The circumstances are different, but Robb is falling into the same pattern of behavior when he says “We don’t need it because the developer is responsible.” He is only looking at the on-site capital infrastructure. Under the provisions of the Development Agreement, the Nishi site owners are indeed responsible for roads and bike paths maintenance. They are also responsible for the on-site parks and open space (their urban forest, the proposed mitigation of the air quality impacts of I-80). However, as EPS clearly outlined for the City in its Nishi 2016 fiscal analysis, capital infrastructure maintenance is not limited to the boundaries of the site. By applying for annexation into the City of Davis, the Nishi developers are clearly, and explicitly, saying that they see value in becoming part of the whole community of the City of Davis. They see value in their residents being part of that whole community.
The Nishi developers are not being forced to seek annexation to Davis (although there are definitely are practical reasons to do so … I wouldn’t want to be accused of a red herring-ism) They have an alternative. They can file their project application within their current jurisdiction, YoloCounty. However, they have chosen not to do so.

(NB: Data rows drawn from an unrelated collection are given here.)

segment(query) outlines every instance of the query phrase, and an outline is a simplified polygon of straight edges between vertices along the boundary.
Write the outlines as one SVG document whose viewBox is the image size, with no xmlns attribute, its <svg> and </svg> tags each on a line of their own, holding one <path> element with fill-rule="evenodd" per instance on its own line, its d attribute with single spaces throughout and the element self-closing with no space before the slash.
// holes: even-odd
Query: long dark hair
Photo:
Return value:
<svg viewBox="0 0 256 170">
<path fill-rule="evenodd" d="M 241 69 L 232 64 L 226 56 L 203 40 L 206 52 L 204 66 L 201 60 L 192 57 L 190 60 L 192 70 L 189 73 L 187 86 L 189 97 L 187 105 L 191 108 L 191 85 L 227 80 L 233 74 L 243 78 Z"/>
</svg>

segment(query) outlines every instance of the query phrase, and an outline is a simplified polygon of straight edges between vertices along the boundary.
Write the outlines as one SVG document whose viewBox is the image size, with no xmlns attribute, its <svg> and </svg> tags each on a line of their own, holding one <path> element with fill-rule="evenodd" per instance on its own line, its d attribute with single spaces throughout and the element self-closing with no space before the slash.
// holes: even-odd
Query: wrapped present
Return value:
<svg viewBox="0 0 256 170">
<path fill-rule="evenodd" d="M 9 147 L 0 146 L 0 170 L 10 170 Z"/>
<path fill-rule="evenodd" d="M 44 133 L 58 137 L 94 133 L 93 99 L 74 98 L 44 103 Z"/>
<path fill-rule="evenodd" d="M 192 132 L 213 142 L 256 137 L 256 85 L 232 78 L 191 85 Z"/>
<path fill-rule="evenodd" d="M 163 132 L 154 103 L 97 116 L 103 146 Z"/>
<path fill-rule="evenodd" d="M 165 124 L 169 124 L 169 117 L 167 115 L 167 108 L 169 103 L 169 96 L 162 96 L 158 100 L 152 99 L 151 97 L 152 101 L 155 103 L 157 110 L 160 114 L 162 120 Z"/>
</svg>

That is their choice … just as it is the City of Davis’ choice to look at the application with the whole City in mind, not just the boundaries of the specific site in mind.
That means the maintenance of the whole capital infrastructure of the City needs to be considered, for example
- the network of roads that the 700 cars in the 700 Nishi parking spaces will use
- the network of greenbelts and greenbelt pathways that are so much a part of the “whole community”
- the system of parks with their soft and hard surfaces and structures
- City Buildings, and their components like roofs.
- Police cars
- Fire trucks
These are the components of capital infrastructure maintenance that have been deferred by past Councils, with the result being the $8 million recurring annual shortfall identified by Bob Leland in the Forecast chapter of the 2017-2018 City Budget. Our current Council is attempting to be open and transparent about the magnitude of that shortfall. They are working hard to not repeat the errors of past Councils that created that shortfall, which makes the willingness to be short-sighted about Nishi all the more bewildering. The City’s economic/financial consultants EPS/Plescia/Goodwin,working with the FBC mapped out a plan for Nishi’s financial contributions to the City that was at the same 1.6% Effective Tax Rate of the just recently completed Cannery development (and Cannery wasn’t even asking for the value of annexation). The question that Robb and the Council have not answered is Why are we not analyzing the financial contributions of this current Nishi development with the same thorough fiscal thought process.
Matt: Guess who picks up the fiscal difference … Davis taxpayers.
Robb: Which fiscal difference?
The simple answer to that question is … the fiscal difference between the narrow perspective of the specific site versus the broad holistic perspective of the whole community. That whole community that the Nishi developers see value in being annexed into.
Past Councils looked at the costs of maintenance of the City’s capital infrastructure from the narrow perspective of the political consequences of drawing down the General Fund Reserve in order to pay for the maintenance Staff was recommending. If they had look ed at those maintenance costs from the whole community perspective, we probably would not be in the current situation of both crumbling roads and buildings and a budget shortfall.